In the Event of a Motorway Breakdown

It’s not always possible but if you do have the misfortune of a breakdown try to stop as close to an emergency phone as possible. This will save you having to walk to a phone. Ensure the hazard lights are left on your vehicle; this is the very circumstance they were created for!

Motorway breakdowns are very hazardous, so it’s essential to leave the car and stand a reasonable distance away from the motorway; this is because stationary vehicles in the hard shoulder can accidentally get hit by moving traffic.

General Motorway Driving Safety Tips

As with any driving general safety rules apply, these can especially be the case with motorway travel due to the speed that traffic is flowing at.

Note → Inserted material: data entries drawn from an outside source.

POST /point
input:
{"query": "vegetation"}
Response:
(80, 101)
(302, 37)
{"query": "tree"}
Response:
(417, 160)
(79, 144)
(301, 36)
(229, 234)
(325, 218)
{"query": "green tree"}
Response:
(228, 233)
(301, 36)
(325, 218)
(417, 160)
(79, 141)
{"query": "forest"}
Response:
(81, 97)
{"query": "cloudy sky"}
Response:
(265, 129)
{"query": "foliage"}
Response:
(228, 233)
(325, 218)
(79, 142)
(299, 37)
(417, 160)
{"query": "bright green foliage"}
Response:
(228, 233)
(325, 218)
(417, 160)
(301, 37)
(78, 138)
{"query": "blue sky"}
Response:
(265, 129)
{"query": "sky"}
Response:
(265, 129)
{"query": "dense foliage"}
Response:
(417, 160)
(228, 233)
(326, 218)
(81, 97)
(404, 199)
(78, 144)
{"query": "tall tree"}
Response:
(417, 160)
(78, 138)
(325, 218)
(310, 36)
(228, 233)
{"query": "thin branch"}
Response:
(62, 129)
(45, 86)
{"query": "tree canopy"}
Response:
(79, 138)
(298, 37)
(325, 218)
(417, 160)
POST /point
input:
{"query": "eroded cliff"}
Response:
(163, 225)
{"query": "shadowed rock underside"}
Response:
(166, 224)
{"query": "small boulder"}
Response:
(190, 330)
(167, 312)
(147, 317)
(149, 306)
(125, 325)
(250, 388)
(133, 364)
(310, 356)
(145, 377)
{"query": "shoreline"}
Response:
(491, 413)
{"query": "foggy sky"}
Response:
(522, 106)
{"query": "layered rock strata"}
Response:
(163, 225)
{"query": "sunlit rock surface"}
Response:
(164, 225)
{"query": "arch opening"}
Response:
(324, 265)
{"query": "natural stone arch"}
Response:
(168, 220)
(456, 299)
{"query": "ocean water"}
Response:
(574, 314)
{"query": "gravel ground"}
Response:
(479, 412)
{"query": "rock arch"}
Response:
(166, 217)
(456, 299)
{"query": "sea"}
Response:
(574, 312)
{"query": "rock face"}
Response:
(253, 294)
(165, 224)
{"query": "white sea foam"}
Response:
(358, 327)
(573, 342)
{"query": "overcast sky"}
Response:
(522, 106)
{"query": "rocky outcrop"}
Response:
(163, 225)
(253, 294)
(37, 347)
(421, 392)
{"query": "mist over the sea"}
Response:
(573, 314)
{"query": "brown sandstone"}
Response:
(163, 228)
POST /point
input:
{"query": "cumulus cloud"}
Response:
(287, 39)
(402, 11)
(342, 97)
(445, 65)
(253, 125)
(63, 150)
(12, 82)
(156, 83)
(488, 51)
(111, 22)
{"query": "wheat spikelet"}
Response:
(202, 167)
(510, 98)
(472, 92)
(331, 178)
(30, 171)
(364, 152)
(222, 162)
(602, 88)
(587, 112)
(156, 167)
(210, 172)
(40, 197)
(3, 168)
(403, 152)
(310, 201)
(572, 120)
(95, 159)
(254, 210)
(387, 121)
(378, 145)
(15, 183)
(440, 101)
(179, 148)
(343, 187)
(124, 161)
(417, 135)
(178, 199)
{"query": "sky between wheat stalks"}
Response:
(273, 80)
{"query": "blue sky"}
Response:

NEVER be tempted to reprogram a Satnav whilst driving, if you have a passenger next to you let them do it, or stop at the next services and reprogram there (don’t use the hard shoulder).

It’s illegal to use a mobile phone with very good reason, it’s especially sensible not to use a mobile on the motorway due to the high speeds and careful attention that is required. It’s highly advisable to switch your mobile phone off when travelling longer distances.

We hope you’ve enjoyed our top tips for motorway driving, follow the above and your common sense and you will be well on the way to a safe motorway driving experience.